Using Deep Learning to Find the Next Unicorn: A Practical Synthesis
Lele Cao, Vilhelm von Ehrenheim, Sebastian Krakowski, Xiaoxue Li, Alexandra Lutz
TL;DR
This work targets the challenge of predicting unicorn startups in early-stage VC by synthesizing deep learning approaches across a nine-task lifecycle, from problem framing to deployment. It advocates a practical pipeline that emphasizes multi-modal and extrinsic data, investor-centric data splits, data balance and imputation strategies, and portfolio-based evaluation to reflect real-world ROI. A strong emphasis is placed on explainability (global and instance-level) and keeping humans in the loop to enhance trust and adapt to changing investment criteria.

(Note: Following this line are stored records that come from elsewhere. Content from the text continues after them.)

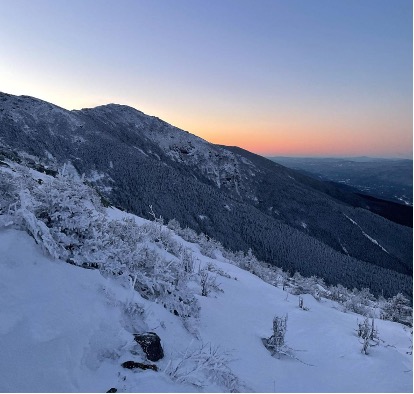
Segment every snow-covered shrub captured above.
[198,233,217,259]
[165,344,244,392]
[0,173,18,215]
[178,227,198,243]
[264,315,287,356]
[206,262,231,279]
[167,219,181,233]
[357,317,379,354]
[198,269,223,297]
[6,162,199,331]
[180,248,195,275]
[343,288,376,316]
[381,293,413,326]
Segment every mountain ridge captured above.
[0,94,412,292]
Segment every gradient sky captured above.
[0,0,413,157]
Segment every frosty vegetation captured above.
[0,160,412,333]
[0,158,412,391]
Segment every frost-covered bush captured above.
[5,162,199,332]
[357,317,379,354]
[198,269,223,297]
[0,173,18,215]
[263,315,287,356]
[381,293,413,326]
[165,344,245,392]
[343,288,376,316]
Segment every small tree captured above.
[265,315,287,356]
[357,317,379,354]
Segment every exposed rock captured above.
[134,332,164,361]
[121,361,158,371]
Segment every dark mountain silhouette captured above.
[0,93,412,295]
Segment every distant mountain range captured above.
[269,156,413,208]
[0,93,412,295]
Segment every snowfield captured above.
[0,220,413,392]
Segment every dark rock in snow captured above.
[134,332,164,361]
[122,361,158,371]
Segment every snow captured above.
[344,214,388,253]
[0,208,413,392]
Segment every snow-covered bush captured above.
[343,288,376,316]
[357,317,379,354]
[165,344,244,392]
[264,315,287,356]
[381,293,413,326]
[198,269,222,297]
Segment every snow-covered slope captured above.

The paper provides actionable guidance for practitioners, highlighting compatibility filtering before prediction, simple yet effective data preprocessing, and model-agnostic explanations, with implications for developing transparent, scalable, and ROI-informed DL systems for startup sourcing.
Abstract
Startups often represent newly established business models associated with disruptive innovation and high scalability. They are commonly regarded as powerful engines for economic and social development. Meanwhile, startups are heavily constrained by many factors such as limited financial funding and human resources. Therefore, the chance for a startup to eventually succeed is as rare as "spotting a unicorn in the wild". Venture Capital (VC) strives to identify and invest in unicorn startups during their early stages, hoping to gain a high return. To avoid entirely relying on human domain expertise and intuition, investors usually employ data-driven approaches to forecast the success probability of startups. Over the past two decades, the industry has gone through a paradigm shift moving from conventional statistical approaches towards becoming machine-learning (ML) based. Notably, the rapid growth of data volume and variety is quickly ushering in deep learning (DL), a subset of ML, as a potentially superior approach in terms of capacity and expressivity. In this work, we carry out a literature review and synthesis on DL-based approaches, covering the entire DL life cycle. The objective is a) to obtain a thorough and in-depth understanding of the methodologies for startup evaluation using DL, and b) to distil valuable and actionable learning for practitioners. To the best of our knowledge, our work is the first of this kind.